Bien sûr il t’a fait peur, celui qui voulait sauter du Train Bleu. Celui qui trainait sa vie comme une serpillère sur le carrelage dégeu. Comme un bagage encombrant au cuir fatigué. Du genre qui pèse des tonnes, tu sais. Du genre frigo tout pourri ou canapé destroy, qu’on laisse sur le pavé un Dimanche. Pour que les « Monstres » viennent le chercher. Ils sont venus, les Monstres. Ne laissant que le vieil homme et l’amer. Sans compagnie. Avec pour seule envie de s’envoyer en l’air. Bien sûr tu as perdu les mots. Le temps d’un haut le coeur. Le temps d’un refrain.
♪ « Sometimes it pushes you, pushes you down » ♪ Souris, putain. Montre-lui comme t’es belle. Sans fard. ♪ « Like birds in the storm » ♪ Bien sûr tu as perdu la face. Ta face de précaire occasionnel à la moue dissymétrique. Jusqu’à c’qu’il mendie une pièce, ton misérable. Pour acheter des bombecs, qu’il a dit. Comment lui refuser l’obole ? Candy Crush à la mode ferrovière. Ca avait presque de la gueule. La gueule d’un vieillard édenté mâchouillant des crocodiles, avec dans les yeux une ultime trace de l’espoir enfantin, annihilé par l’expérience, qu’en détournant le regard on pouvait devenir invisible.
Bien sûr il t’a fait peur. Comme on fait fuir ceux qui s’en viennent. (Ceux qui sans Vienne . . .) Bien sûr il t’a fait peine. Capitale. ♪ « Capitaliste que dalle » ♪ Alors tailler la route jusqu’à la grande verrière. Hall n°2. Sous la lune un peu de lumière. Seoir son séant sur le tout synthétique. Avachir son colon au supplice amnésique.
Bien sûr il t’a fait peur, mais ceux-là t’ont fait rire.
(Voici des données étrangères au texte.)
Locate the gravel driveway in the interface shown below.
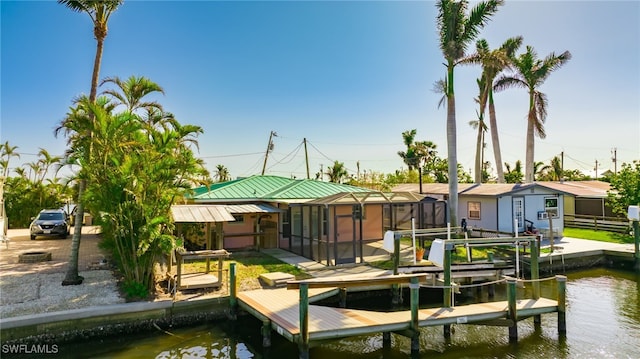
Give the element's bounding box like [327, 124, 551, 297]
[0, 226, 125, 318]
Celui qui pionçait la tête à l’envers. Qui ponçait des lattes imaginaires de ses cheveux hirsutes. Celui qui pédalait tout son soûl pour oublier l’Absenthe. Et cet autre qui jouait du piano-forte, comme un chat gris sur un Steinway. Même celui-là qui. Disséminait sa poudre aux vertus émollientes . . .
*
– La vie en rose Mademoiselle, tiens.
– Elle est de quelle couleur ta vie à toi, hein ? Vert-de-Gris ?
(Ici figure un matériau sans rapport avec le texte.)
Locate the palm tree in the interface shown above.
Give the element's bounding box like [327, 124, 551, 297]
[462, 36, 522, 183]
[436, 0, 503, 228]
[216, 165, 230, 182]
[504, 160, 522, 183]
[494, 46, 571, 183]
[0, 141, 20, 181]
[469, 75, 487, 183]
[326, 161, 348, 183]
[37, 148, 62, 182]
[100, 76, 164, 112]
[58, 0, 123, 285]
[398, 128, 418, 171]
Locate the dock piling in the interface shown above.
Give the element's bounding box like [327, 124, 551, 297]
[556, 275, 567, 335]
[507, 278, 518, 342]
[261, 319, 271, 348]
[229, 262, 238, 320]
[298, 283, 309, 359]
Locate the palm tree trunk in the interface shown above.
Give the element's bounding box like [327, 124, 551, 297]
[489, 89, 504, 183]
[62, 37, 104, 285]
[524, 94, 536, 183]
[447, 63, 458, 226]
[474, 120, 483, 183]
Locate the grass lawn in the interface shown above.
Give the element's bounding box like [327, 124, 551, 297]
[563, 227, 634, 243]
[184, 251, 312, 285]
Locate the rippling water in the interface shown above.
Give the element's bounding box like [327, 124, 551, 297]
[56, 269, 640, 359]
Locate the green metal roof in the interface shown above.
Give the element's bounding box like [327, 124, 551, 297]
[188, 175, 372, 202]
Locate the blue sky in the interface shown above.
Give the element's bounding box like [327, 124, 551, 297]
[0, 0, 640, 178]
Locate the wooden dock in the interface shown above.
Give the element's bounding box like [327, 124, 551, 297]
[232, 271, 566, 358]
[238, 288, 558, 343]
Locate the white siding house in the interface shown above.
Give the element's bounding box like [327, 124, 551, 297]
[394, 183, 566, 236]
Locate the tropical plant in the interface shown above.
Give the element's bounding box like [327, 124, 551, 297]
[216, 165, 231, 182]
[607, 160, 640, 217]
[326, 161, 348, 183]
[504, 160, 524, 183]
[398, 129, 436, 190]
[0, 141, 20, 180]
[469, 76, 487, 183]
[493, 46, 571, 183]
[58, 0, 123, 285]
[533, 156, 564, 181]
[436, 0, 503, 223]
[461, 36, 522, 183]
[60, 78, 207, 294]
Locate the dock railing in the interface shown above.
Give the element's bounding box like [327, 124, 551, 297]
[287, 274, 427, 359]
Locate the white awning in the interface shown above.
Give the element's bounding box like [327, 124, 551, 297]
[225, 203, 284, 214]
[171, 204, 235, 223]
– Moi ? Je suis blanc. Avant j’étais invisible, tu comprends.
Maintenant il neige dans la salle d’attente. « Blanc comme neige » Mademoiselle, tu comprends ? Le rose c’est pour les filles. Mais « Vert-de-Gris » c’est pour qui ?
– « Vert-de-Gris » c’est pour les statues de cuivre, enfiellées de temps qui passe . . .
Bon aussi pour les serial lovelaces. ♪ « Et sur sa tombe il sema du persil » ♪
Toi t’es blanc comme nuit, j’ai bien compris. But why?
*
Du sucre. Le gars dealait du sucre !
Du sucre en gros morceaux écrasés à la barbare dans des ziplocs de contrebande !
Paris. Gare de Lyon, 00h00. J’ai une discussion métaphysique avec un dealer de sucre en poudre. Où commence l’absurde ? « Là où s’arrête l’arrogance. » Je (Mésaise et insolent) remâchait à voix haute et sans ambages. Bergson m’a entendu. En vrai « Bergson » s’appelle Chedid. Je lui raconte « L’Autre ». Il me raconte ses nuits. Saupoudrées de Beghin Say . . . No joke. Il ne supporte pas l’alcool. Qui anesthésie les chairs et le ciboulot. Le sucre le stimule. Donne du corps à ses rêveries diurnes. Il le récupère sur les tables cossues du Train Bleu. Ne lui manquent que des fraises, de son propre aveu . . .
« Aux mains vides » qu’elle disait. Les menottes pleines de ce qu’on a laissé… De pire et de mieux.
Alors, regarder avec lui le dernier train se remplir. Se remplir de ceux-là qui. Les mains pleines de vide, pleines de sacs, pleines de bouffe, pleines de technologie. Pleines de suffisance, aussi. Ceux-là qui manquent de l’essentiel. Se remplir de ceux-là. Les sans ciel.